L'adresse ne se fait pas vers tous les Québécois dans une invitation à réfléchir, elle se fait vers un électorat à gagner, niant en même temps l'existence de ceux qui sont directement concernés et qui pourraient contribuer constructivement. Le calcul électoraliste, encore une fois, gère ou plutôt attaque l'harmonie sociale.

Encore une fois, un non-débat qui se passe de l'autre côté de l'Atlantique s'invite ici, occultant toutes les différences entre les sociétés. La France n'a pas pu, mais plus justement n'a pas su gérer cette partie d'elle-même qu'est l'immigration musulmane, et malgré la clairvoyance de plusieurs de ses intellectuels, sa classe politique en mal d'électeurs s'obstine à utiliser la répression comme seul outil pour régler ses problèmes. Voulons-nous ressembler à ça ?

Le rapport sur la radicalisation tombe à point. Une de ses conclusions fait justement référence au terrain très favorable qu'un climat comme celui autour de la Charte des valeurs installe pour les agents de la radicalisation. Les familles musulmanes n'avaient pas vraiment besoin de ce rapport pour le savoir. Elles avaient déjà entendu le cri de la communauté musulmane outre-Atlantique. Le même pays qui exporte ces hargnes a déjà blessé profondément ses propres communautés en faisant émerger une génération qui a vu ses parents humiliés et qui ne veut pas subir le même sort.

Cette génération déteste, critique et dénigre tout ce que le pays propose. Elle s'isole, s'oppose, conteste, se marginalise et se campe dans une position de déni quant à la responsabilité de certains de ses membres dans ce qui s'est passé lors des récents incidents sanglants. Elle élabore une théorie du complot devant tous ces événements, reflet du fossé qui la sépare de la communauté majoritaire quand on parle de confiance. C'est dire que nous sommes loin de voir les choses changer.

Une société protège ses membres, tous ses membres, et en retour, ces derniers la protègent. Le meilleur rempart, en fait le seul, devant la radicalisation, la meilleure police devant le passage à l'acte, est la communauté d'où se réclament ceux qui peuvent faire mal.

Cette communauté citoyenne, respectée, fière et responsable refusera qu'en son nom des choses se passent.
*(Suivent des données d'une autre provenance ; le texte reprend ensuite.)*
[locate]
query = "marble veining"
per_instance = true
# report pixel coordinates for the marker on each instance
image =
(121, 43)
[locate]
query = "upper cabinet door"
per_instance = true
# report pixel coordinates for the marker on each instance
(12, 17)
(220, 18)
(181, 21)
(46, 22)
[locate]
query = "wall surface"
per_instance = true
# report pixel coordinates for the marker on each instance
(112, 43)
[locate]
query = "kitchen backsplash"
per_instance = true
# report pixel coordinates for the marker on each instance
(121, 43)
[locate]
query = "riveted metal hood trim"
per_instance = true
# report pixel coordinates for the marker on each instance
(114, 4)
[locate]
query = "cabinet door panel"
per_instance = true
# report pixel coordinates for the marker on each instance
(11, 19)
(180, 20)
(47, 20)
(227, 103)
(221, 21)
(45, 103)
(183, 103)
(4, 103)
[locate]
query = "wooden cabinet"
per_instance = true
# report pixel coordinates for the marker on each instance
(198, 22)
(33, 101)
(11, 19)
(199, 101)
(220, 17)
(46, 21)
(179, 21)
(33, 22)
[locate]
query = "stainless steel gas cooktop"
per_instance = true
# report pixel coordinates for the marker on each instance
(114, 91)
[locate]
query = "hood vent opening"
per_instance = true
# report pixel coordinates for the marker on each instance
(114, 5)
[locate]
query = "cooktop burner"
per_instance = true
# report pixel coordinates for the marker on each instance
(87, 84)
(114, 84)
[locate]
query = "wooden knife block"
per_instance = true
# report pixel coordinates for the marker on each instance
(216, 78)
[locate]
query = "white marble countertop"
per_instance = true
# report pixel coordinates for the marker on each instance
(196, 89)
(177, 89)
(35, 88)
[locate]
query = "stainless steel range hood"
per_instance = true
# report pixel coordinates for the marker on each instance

Elle parlera, elle dénoncera, elle agira et ira jusqu'à se sacrifier.

Elle est chez elle et ne permettra pas qu'on lui fasse du mal en même temps que le reste de la société. Construire sur ces communautés, c'est construire l'avenir. C'est refuser d'humilier une génération et se retrouver à ne pas comprendre ce que la suivante fait. Le discours de radicalisation s'invite aussi ici ; il ne faudra pas lui fournir le terreau fertile dont il a besoin.

Ceci n'est pas un cri de colère pour un burkini, mais un cri de désespoir pour un vivre ensemble. S'il vous plaît, ne brisez pas ce qui a été si durement construit : de l'espoir pour nos enfants et un avenir pour notre société, tous les membres de notre société.